Ein daraus folgendes Ergebnis:

Junger Westen, alter Osten.23064

Und wie stellt sich die soziale Situation für die Arbeiter und Angestellten in Ostdeutschland heute, 33 Jahre später, dar?

1. Die Arbeitslosigkeit:

Selbst die offiziell staatlich verkündeten Arbeitslosenzahlen sind in Deutschland geschönt.

»Mehr als drei Millionen Arbeitslose: Zeit zu handeln statt zu tricksen

Tatsächliche Arbeitslosigkeit in Deutschland

Schlechte Meldungen kann die Bundesregierung nicht gebrauchen. Deshalb bleibt sie dabei, die Arbeitslosenzahlen schönzurechnen. Arbeitslose, die krank sind, einen Ein-Euro-Job haben oder an Weiterbildungen teilnehmen, werden nicht als arbeitslos gezählt. Viele der Arbeitslosen, die älter als 58 sind, erscheinen nicht in der offiziellen Statistik. Auch wenn private Arbeitsvermittler tätig werden, zählt der von ihnen betreute Arbeitslose nicht mehr als arbeitslos, obwohl er keine Arbeit hat.
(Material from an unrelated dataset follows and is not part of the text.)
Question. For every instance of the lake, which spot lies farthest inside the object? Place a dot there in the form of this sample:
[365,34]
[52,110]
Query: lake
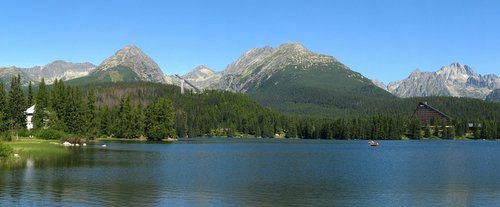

Wer die tatsächliche Arbeitslosigkeit erfassen will, muss ehrlich rechnen. Hier ist die tatsächliche Zahl, die allein auf amtlichen Daten der Statistik der Bundesagentur für Arbeit beruht: Im November 2022 waren mehr als 3 Millionen Menschen arbeitslos. Zeit zu handeln statt zu tricksen.

Nicht hinzu zählen wir diejenigen Menschen, deren Arbeitsstellen von der öffentlichen Hand voll oder maßgeblich gefördert werden: Das sind zurzeit 39.873 Personen im Sozialen Arbeitsmarkt (Teilhabe am Arbeitsmarkt, § 16i SGB II), 16.366 Personen mit Gründungszuschuss bzw. anderen geförderten Selbständigkeiten sowie die Kurzarbeiterinnen und Kurzarbeiter.

Darüber hinaus tauchen rund 978.000 nicht erwerbstätige Personen – die sogenannte stille Reserve – in keiner Arbeitslosenstatistik auf (IAB-Kurzbericht 7/2022, S. 4), etwa weil sie in unfreiwilliger Teilzeit sind, sich entmutigt vom Arbeitsmarkt zurückgezogen haben und sich nicht (mehr) als arbeitslos registrieren lassen.« [5]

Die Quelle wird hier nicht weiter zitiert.